Les hommes d'esprit aiment l'esprit partout où ils le rencontrent, et alors même que l'on s'en sert contre eux. Voici, à l'appui de cette opinion, une anecdote assez curieuse, qui se rattache au souvenir de la bataille de Kollin. On sait qu'elle fut gagnée en 1757 par le maréchal autrichien Daun sur Frédéric II, roi de Prusse.
Nous sommes à Berlin, après la conclusion de la paix définitive. Frederic aime à se promener dans sa capitale où il est acclamé par tous, mais où chacun tremble devant son regard sévère.
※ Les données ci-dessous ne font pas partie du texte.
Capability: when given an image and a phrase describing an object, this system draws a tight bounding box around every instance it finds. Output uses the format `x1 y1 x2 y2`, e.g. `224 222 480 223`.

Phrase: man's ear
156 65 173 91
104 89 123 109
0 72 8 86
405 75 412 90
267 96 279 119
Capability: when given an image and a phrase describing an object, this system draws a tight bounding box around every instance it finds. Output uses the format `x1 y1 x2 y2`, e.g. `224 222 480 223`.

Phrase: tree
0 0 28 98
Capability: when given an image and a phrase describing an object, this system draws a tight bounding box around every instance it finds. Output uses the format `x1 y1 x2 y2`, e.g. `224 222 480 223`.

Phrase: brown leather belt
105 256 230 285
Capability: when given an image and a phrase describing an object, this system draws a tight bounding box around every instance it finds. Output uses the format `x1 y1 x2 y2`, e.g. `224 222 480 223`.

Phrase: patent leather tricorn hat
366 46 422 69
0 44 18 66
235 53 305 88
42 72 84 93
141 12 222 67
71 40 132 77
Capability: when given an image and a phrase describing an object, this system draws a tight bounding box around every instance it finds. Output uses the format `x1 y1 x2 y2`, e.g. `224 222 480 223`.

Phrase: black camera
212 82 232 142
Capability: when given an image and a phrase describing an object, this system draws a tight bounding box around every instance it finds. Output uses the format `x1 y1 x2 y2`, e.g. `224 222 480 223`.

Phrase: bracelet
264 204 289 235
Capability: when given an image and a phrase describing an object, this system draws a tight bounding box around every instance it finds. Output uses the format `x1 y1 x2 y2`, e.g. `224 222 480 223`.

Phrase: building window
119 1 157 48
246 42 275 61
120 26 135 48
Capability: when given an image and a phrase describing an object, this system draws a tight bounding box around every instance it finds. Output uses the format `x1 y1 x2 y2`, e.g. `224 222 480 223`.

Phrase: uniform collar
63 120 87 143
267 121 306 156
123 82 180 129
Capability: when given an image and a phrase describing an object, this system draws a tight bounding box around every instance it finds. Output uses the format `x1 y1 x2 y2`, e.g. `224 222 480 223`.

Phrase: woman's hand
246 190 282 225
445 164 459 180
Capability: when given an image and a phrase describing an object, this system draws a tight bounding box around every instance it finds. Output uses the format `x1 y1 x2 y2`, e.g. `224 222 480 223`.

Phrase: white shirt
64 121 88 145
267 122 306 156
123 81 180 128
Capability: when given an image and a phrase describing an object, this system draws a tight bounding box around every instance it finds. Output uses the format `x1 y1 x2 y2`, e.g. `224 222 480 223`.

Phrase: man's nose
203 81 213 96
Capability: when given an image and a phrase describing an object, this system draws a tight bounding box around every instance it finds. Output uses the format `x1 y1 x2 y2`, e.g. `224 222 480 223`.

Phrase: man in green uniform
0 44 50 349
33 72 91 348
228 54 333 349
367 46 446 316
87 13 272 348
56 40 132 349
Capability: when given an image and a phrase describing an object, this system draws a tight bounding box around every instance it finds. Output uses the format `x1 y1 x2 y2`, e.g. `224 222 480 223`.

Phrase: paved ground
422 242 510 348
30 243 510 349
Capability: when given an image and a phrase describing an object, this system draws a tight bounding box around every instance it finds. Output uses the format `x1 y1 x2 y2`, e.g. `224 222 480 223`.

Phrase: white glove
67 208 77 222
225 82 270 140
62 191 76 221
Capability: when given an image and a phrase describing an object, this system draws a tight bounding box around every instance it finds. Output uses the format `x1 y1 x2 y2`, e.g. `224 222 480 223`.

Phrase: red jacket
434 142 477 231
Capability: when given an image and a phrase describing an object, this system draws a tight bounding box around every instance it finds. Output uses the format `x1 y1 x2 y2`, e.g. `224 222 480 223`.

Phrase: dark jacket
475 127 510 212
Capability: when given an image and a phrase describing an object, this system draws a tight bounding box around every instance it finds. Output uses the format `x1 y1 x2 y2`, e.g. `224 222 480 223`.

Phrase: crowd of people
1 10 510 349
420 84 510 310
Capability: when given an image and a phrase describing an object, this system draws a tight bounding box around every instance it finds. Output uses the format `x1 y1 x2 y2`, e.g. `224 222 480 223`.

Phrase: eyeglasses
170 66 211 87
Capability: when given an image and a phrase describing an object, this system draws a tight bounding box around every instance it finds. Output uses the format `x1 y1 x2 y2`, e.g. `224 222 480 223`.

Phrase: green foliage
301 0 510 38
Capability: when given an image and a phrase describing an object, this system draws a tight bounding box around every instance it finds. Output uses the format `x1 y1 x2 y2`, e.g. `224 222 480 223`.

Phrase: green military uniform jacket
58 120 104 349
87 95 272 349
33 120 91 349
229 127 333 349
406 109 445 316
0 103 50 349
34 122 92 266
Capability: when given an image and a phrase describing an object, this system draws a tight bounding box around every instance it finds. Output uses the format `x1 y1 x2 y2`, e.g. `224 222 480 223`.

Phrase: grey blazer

Un jour, il rencontre un de ses vieux grenadiers de la Guerre de Sept Ans, dont le visage est tout sillonné d'énormes balafres. «Dans quelle auberge, lui demande le roi d'un ton moqueur, t'es-tu fait arranger de la sorte?--Sire, répond le grognard sans se déconcerter, dans une auberge où vous avez payé votre écot: à Kollin.» À ces mots, Frédéric fronça d'abord les sourcils; puis, s'il faut en croire la légende, il sourit et récompensa celui qui avait su répondre spirituellement à sa blessante question.--CLAUDE AUGÉ.
Les hommes d'esprit reconnaissent-ils l'esprit chez les autres?--De quelle bataille est-il question dans cette anecdote?--Où la scène se passe-t-elle?--Frédéric jouissait-il de beaucoup d'estime dans sa capitale?--Avait-on ordinairement peur de lui?--Quelle rencontre a-t-il faite une fois?--Qu'est-ce qui a attiré surtout l'attention du roi?--Qu'est-ce qu'il a demandé à l'inconnu?--Quelle réponse spirituelle a-t-il tirée du soldat?--Comment a-t-il pris la chose,--en bonne ou en mauvaise part?